On Wednesday, November 12 in Beijing, President Obama and his Chinese counterpart Xi Jinping announced a series of agreements at a surprisingly fruitful APEC summit. The US and China came to agreements on issues as diverse as military relations, trade, investment, visas, and a range of other issues. Certainly, the Chinese are not acting like they’re dealing with a U.S. President hobbling into a lame-duck period.
The biggest agreement, however, comes in the area where President Obama still has a great amount of power, both domestically and internationally, to take action: climate change. This is also an area where action by the Chinese government both has meaning for a domestic constituency and among the international community. While observers had expected some sort of deal on climate change, the scope and ambition of the deal were a surprise. Last year, I had written that “U.S. – China Agreement on Climate Shows Promise” – and with this announcement, we see that the promise is on its way to bearing fruit.
Of course, we can only judge the effectiveness of any deal on climate change over a long horizon. This deal does appear, though, to put both the US and China – and the rest of the world with them – on a track to beginning to actually meet the challenges of climate change.

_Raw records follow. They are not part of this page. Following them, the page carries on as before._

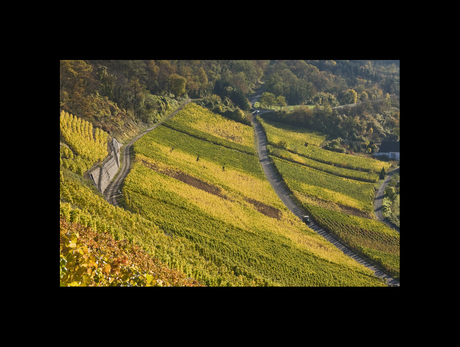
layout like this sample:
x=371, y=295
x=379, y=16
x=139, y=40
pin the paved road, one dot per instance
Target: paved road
x=298, y=211
x=283, y=194
x=379, y=199
x=111, y=192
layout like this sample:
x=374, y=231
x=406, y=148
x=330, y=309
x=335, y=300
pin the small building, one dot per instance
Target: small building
x=390, y=149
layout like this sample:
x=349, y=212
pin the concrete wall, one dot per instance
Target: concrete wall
x=391, y=155
x=103, y=174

The Terms of the Agreement: Ambition on Both Sides
Under the deal, the United States will cut emissions 26 to 28 percent below 2005 levels by 2025, while China agrees that its emissions will hit a peak and begin declining by 2030 at the latest, while also increasing its share of non-fossil energy to 20 percent in that same period. The White House claims its emissions cuts can be met “under existing law” (so, no need for Congressional action) and China, meanwhile, will deploy up to 1,000 gigawatts (a terawatt) of new nuclear, wind, solar and other zero-emissions generation to meet its goal. The targets are there, and so are the means.
Next year, leaders from around the world will gather in Paris to negotiate and (hopefully) agree to a deal that will stake out how the world will agree to reduce its emissions and address the challenges of climate change. Unlike the perceived failures of 2009 Copenhagen Summit, this deal, combined with the announcement from the European Union last month, shows that national governments are beginning to lay the groundwork for success. In 2009, few national leaders had prepared for the summit, and little action was taken before the event. Next year, it is clear that leaders will come to Paris with pledges in hand and a way forward to act.

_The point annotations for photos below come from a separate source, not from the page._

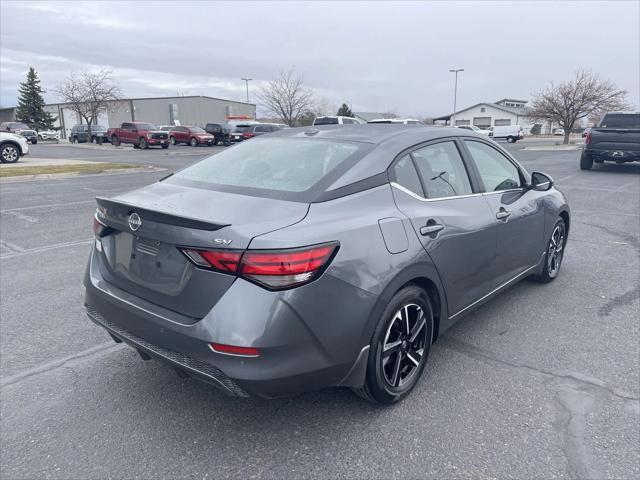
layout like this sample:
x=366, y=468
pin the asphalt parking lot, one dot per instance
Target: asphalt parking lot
x=542, y=382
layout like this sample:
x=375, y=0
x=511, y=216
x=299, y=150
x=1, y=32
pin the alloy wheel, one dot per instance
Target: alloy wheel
x=555, y=251
x=403, y=345
x=10, y=154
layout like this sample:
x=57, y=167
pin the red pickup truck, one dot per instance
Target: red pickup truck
x=140, y=134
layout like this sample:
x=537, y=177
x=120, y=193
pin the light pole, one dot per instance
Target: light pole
x=455, y=94
x=246, y=81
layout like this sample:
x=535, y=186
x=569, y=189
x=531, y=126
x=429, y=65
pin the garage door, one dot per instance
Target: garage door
x=482, y=122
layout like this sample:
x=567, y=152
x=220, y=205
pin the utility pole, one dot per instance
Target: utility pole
x=455, y=94
x=246, y=81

Reasons for Chinese Action on Climate Change
Many people I’ve talked to are skeptical that China would ever act to reduce their emissions. This has been a standard talking point for US inaction for decades. To those who haven’t been paying attention, it seems a mystery as to why the Chinese government would act on climate change. However, the Chinese government now sees that climate action is in its self-interest, and this diplomacy shows why.
First, even though greenhouse gas emissions and local pollutants that cause smog are not the same, many of the actions to reduce local pollution also reduce greenhouse gas emissions. Since the widespread “smog emergencies” of the last few years, the Chinese government has realized it has a problem. Reports state that the largest source of protest in mainland China against the government is about environmental problems. This deal will give the government a target to clean-up the air – and allow it push through those with even skeptical stakeholders.

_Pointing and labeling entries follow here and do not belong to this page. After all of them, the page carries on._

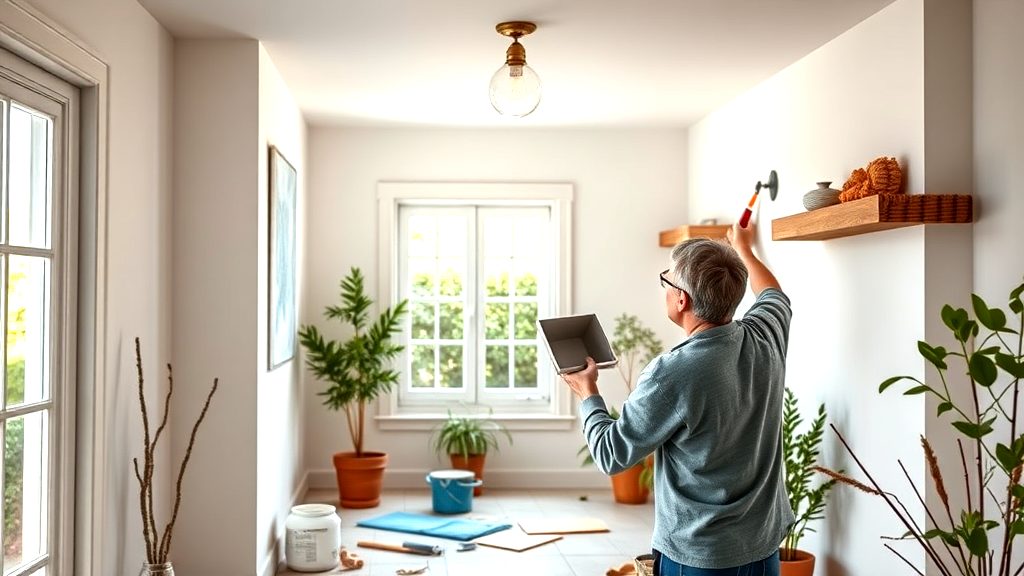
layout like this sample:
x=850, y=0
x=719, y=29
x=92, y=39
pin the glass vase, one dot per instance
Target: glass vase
x=166, y=569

Second, in one of the great turnarounds of diplomacy over the past decade, the Chinese leadership realized that they could not afford to continue to come to international forums like the G20 or the UN without a climate policy. Shortly after they took over the world’s largest emitter in 2007, their rhetoric about only being a developing nation, and therefore should never be subject to emissions caps began to ring hollow. When, this year, they passed Europe in terms of per capita emissions, it became especially hollow. The least developed countries noticed – and began to call for meaningful action from both developed nations and countries like China. The Chinese take their role of leadership in the developing world seriously – and knew that if they aspired to a role in the broader world, they needed a coherent message on climate change.
Finally, some high-level national security leaders in China are beginning to understand that unmitigated climate change could make the country essentially ungovernable. Outside of the Arctic, nowhere else in the world is warming as fast as the Tibetan Plateau, and that has broad implication on the glaciers and the rivers that they supply. On their coast, megacities like Shanghai, Guangzhou, and Qingdao could be threatened by the mixture of sea level rise and extreme weather events. Throughout history, Chinese governments have been brought down most often by famine and agricultural failures. Climate change threatens their domestic wheat and rice production – threatening just such an event. In these cases, action by the US and China reduces the risk of these events.
While it will be very important that any deal reached on climate change with the Chinese be measurable, reportable, and verifiable, this deal should be applauded. It is based upon a rational change in position by the Chinese government, and it will ensure that actions taken by the U.S. do not simply result in a net-gain for Chinese business. As Secretary of State Kerry said in an op-ed in the New York Times, this is a “Historic Agreement With China on Climate Change.” It deserves bipartisan support.